IL PUNTO SUL PIANO EUROPEO CONTRO IL CAMBIAMENTO CLIMATICO
di Giacomo Talignani, Repubblica. LA sensazione è che il primo attacco al Green Deal, nella prova del nove della plenaria all’Europarlamento, sia fallito. Il voto di ieri a Strasburgo che ha permesso il passaggio della Nature Restoration Law – norma che punta a ripristinare il 20% delle aree marine e terrestri d’Europa entro il 2030 – era un test su più fronti. Da una parte il tentativo delle destre europee, e in particolare del Ppe, di comprendere i veri numeri della maggioranza e quanto la guida di Ursula von der Leyen fosse ancora salda, in vista delle elezioni europee. Dall’altra è apparso un nuovo colpo diretto al vero cuore delle politiche europee: il Green Deal.La Nature Restoration Law è solo uno dei tasselli del più grande piano da 1000 miliardi presentato nel 2019 – il Green Deal – che punta ad arrivare al 2050 a zero emissioni nette attraverso una serie di leggi e pacchetti.
Già incassate e operative ci sono per esempio la strategia Fit For 55 per arrivare al 55% di riduzione delle emissioni nel 2030 rispetto ai livelli del 1990. Contiene normative approvate che vanno dalla revisione del sistema di scambio di quote di emissioni sino alla modifica del regolamento sulle emissioni di CO2 di auto e furgoni, passando per direttive su energie rinnovabili, infrastrutture, edilizia. Oppure le strategia Farm to Fork per centrare la neutralità climatica nel mondo alimentare, o ancora i piani d’azione per l’economia circolare, la transizione energetica, la tassonomia sugli investimenti verdi.
L’intero processo, oltre che prevedere l’uso di ben oltre un terzo dei fondi dell’Ue, implica sforzi oggi, per ottenere benefici in futuro. Impegni che però, nella narrativa di una parte politica, non vanno bene se toccano gli interessi di determinati settori, come l’agricoltura: per questo ora le destre fanno leva proprio sulla riuscita e l’utilità del Green Deal.
Già, ma a quasi 4 anni dal lancio, a che punto è il piano verde?
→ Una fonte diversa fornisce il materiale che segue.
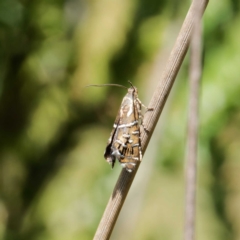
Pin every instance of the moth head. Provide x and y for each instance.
(132, 90)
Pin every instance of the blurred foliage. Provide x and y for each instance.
(54, 182)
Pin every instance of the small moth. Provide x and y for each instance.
(124, 143)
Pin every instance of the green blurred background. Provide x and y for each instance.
(54, 181)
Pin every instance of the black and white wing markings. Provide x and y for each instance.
(124, 143)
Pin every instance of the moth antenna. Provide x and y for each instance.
(105, 85)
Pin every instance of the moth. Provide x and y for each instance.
(124, 143)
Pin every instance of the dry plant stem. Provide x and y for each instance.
(192, 137)
(150, 120)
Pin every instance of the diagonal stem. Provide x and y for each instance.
(150, 119)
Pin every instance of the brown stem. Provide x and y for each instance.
(192, 137)
(150, 119)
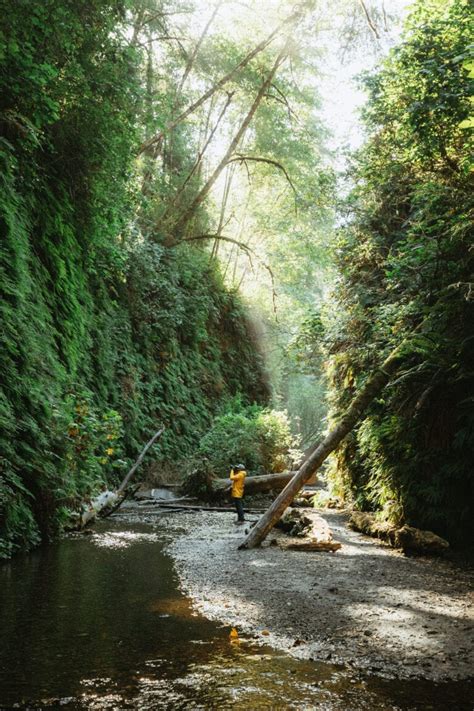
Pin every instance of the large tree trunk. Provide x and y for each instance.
(189, 212)
(294, 17)
(256, 484)
(355, 412)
Per Mauro Albrizio, direttore dell’ufficio europeo di Legambiente a Bruxelles, «rispetto alla proposta iniziale del piano, siamo a due terzi compiuti. La parte mancante è, per certi aspetti, ancora quella climatica: l’obiettivo è arrivare a ridurre le emissioni nette del 55% entro il 2030. Ma, se vogliamo centrare gli Accordi di Parigi, dovremmo arrivare a 65%». Oggi, dicono i dati del 2021, siamo intorno al 33% di riduzione delle emissioni. «Ma quel che importa è che sia stata costruita la strada per andare avanti. Di sicuro ora bisognerà vedere come la Nature Restoration Law arriverà al trilogo in autunno e poi se si giocheranno nuove partite su un comparto delicato, l’agricoltura. Poi a dicembre c’è la Cop28: severranno fissati target su rinnovabili, efficienza energetica e uscita dalle fonti fossili, il Green Deal diventerà ancor più importante in campagna elettorale».
Anche per Davide Panzieri, responsabile programma Europa di ECCO, think tank italiano per il clima, ormai «la maggior parte dei pacchetti del Green Deal è già stata approvata. Rimangono fuori l’Industrial Plan che riguarda le aziende e la riforma del mercatoelettrico. Al netto di questo, il grosso di Fit For 55 è già delineato per raggiungere gli obiettivi di decarbonizzazione e dunque l’impalcatura – seppur non del tutto allineata con Parigi – funziona: è credibile soprattutto perché coniuga decarbonizzazione con economia e sociale. Questa è la chiave: l’Europa, con l’aggiunta della Nature Restoration Law, ora mostra a livello internazionale cosa si può fare. La transizione è un’opportunità enon un costo».
Per proseguire il Green Deal dovrà avere «la garanzia di una guida forte» e «recuperare il ritardo nel taglio delle emissioni – chiosa Panzieri – Ora abbiamo la mappa e la struttura: ogni Paese, dalla natura alle rinnovabili, dovrà implementare il piano e centrare gli obiettivi. Per l’Italia, ad esempio, conteranno soprattutto il Pniec e il RepowerEu del Pnrr».